5.5. Firn Air Measurements
Past success in analyzing for halocarbons in air samples collected from firn (unconsolidated snow) at the South Pole [Elkins et al., 1996a] prompted us to continue these investigations in Greenland and Antarctica. Our initial measurements of South Pole firn air were from low-pressure glass flasks used in collecting air for carbon-cycle gases. Although these measurements seemed reasonable and the samples generally uncontaminated, they could only be run on two of our instruments; GC MS measurements were precluded for the South Pole samples because of a lack of available air. In April 1996 we assisted in the collection of samples from two holes at Tunu, Greenland (78°01N, 33°59E) and filled our usual 2.5-L stainless steel flasks to 375 kPa (yielding about 9 L of air) in addition to the glass flasks (150 kPa, yielding only 3.8- L air, most of which is used in analyses for carbon-cycle gases by the CMDL Carbon Cycle Group). Samples were returned to Boulder for analysis on all four instruments used in flask analyses (Table 5.2). Both glass flasks and steel flasks were run on the two GC/ECD systems and steel flasks were run on the two GC/MS systems. Similarly we obtained samples in both steel and glass flasks from deep and shallow holes drilled at Siple Dome, Antarctica (81°40S, 148°49W), in December 1996.
Data from these sites showed that CFCs, CH3CCl3, CCl4, SF6, halons, and HCFCs were essentially absent in the early 20th century atmosphere (Figures 5.38, 5.39, and 5.40). This is not surprising information, but these samples, which, unlike the initial South Pole samples, were collected in such a way as to avoid low-level contamination of halocarbons, are the first verification of levels of CFCs and the major chlorocarbons that do not differ significantly from zero. The data demonstrate that if natural sources of these gases do exist, they are insignificant.
Fig. 5.38. Conservative gases of anthropogenic origin in Tunu firn air. (a) CFCs, (b) halons, (c) SF6. CO2 in air at the bottom of the Tunu, Greenland, profile corresponds to atmospheric CO2 in the early 1930s.
Fig. 5.39. Chlorocarbons in Siple Dome firn air. (a) CH3CCl3 and CCl4, (b) CH3Cl.

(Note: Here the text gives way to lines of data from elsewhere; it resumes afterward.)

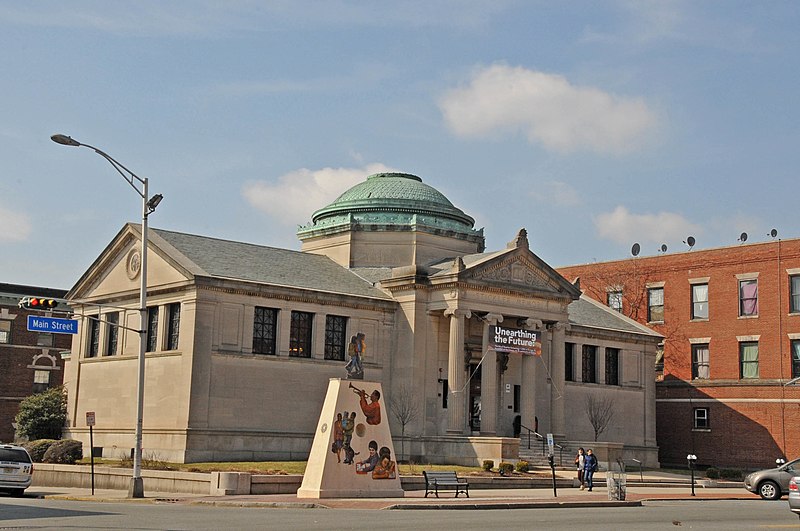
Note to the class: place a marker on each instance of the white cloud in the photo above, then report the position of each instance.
(16, 225)
(621, 226)
(297, 194)
(552, 112)
(557, 193)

CO2 in air at the bottom of the Siple Dome profile corresponds to atmospheric CO2 in the early 1950s.
Fig. 5.40. Replacement compounds for CFCs in Tunu firn air.

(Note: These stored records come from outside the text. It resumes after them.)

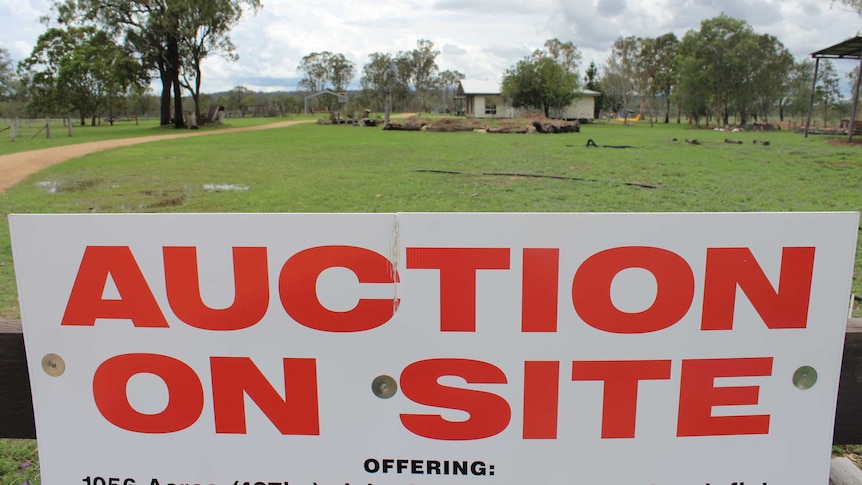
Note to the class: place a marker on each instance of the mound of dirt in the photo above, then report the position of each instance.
(527, 124)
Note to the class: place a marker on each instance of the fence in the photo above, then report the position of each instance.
(30, 128)
(17, 410)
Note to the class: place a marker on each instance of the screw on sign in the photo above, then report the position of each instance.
(726, 269)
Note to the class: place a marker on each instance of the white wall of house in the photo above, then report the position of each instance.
(495, 106)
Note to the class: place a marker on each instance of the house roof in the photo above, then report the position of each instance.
(849, 49)
(472, 86)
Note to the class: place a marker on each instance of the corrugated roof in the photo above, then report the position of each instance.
(472, 86)
(849, 49)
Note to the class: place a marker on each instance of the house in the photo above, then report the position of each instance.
(484, 99)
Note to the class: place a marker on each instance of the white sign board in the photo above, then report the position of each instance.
(232, 349)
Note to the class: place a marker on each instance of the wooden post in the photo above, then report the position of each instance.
(842, 471)
(811, 101)
(855, 102)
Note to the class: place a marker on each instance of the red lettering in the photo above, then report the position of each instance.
(295, 414)
(251, 289)
(458, 268)
(541, 398)
(136, 302)
(591, 289)
(621, 379)
(489, 413)
(540, 288)
(297, 287)
(727, 268)
(185, 393)
(698, 395)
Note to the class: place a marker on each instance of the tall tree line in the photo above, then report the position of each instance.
(721, 70)
(169, 38)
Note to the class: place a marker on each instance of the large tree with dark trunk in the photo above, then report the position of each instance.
(161, 31)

Results for methyl halides were more ambiguous, although it still may be possible to derive 20th century atmospheric histories for them (Figure 5.39b and Figure 5.41). Methyl chloride in the diffusive zone is about 10% higher than it is at the bottom of the profiles suggesting that activities over the past century have elevated the mixing ratio of this gas in the atmosphere by about 50 ppt. Also, in the upper 10-12 m of the firn, CH3Cl concentrations actually decrease toward the surface by about 30 ppt. This is consistent with seasonal cycles of CH3Cl which are associated with photochemical cycles of tropospheric OH.
Fig. 5.41. Methyl bromide in firn air. (a) Antarctica, (b) Tunu, Greenland.
Data for CH3Br from Siple Dome agreed well with those from the South Pole, both suggesting that atmospheric CH3Br in the earlier part of this century was about 25% lower than it is today (Figure 5.41a). However, at Tunu, Greenland, a warmer and more coastally influenced site, CH3Br was high near the bottom of the profile, reaching mixing ratios of nearly 50 ppt at the firn-ice transition (Figure 5.41b). Tests confirm that this elevation in concentration at depth is not an artifact of sample collection, storage, or analysis. This leads us to believe that the observed high values for CH3Br in the firn at Tunu are real, although not necessarily of atmospheric origin. (This feature was also observed at Tunu for at least one other marine biogenic gas, CH3I, and it was observed for CHBr3 at Siple Dome where CH3Br and CH3I do not appear to have been produced.) A model of the firn profiles strongly suggests that CH3Br is produced near the firn-ice transition, a process that could not have been happening at South Pole or Siple Dome and yield the observed profiles.
Processes in the upper 10 m of firn also may affect CH3Br concentrations. At each antarctic site, the CH3Br concentration was elevated by as much as 1 ppt (10-15%) in samples just below the surface. This feature was consistent, though at present unexplained. Such variations did not appear throughout the profiles which suggests this may be a phenomenon limited to the upper 10 m. How this affects the overall profile is difficult to ascertain without first understanding the process. All firn samplings were conducted during the summer months thus precluding any evaluation of seasonal effects in the surface. In the fall of 1997, flasks were sent to SPO for sampling from a 15 m deep hole in winter and summer of 1998.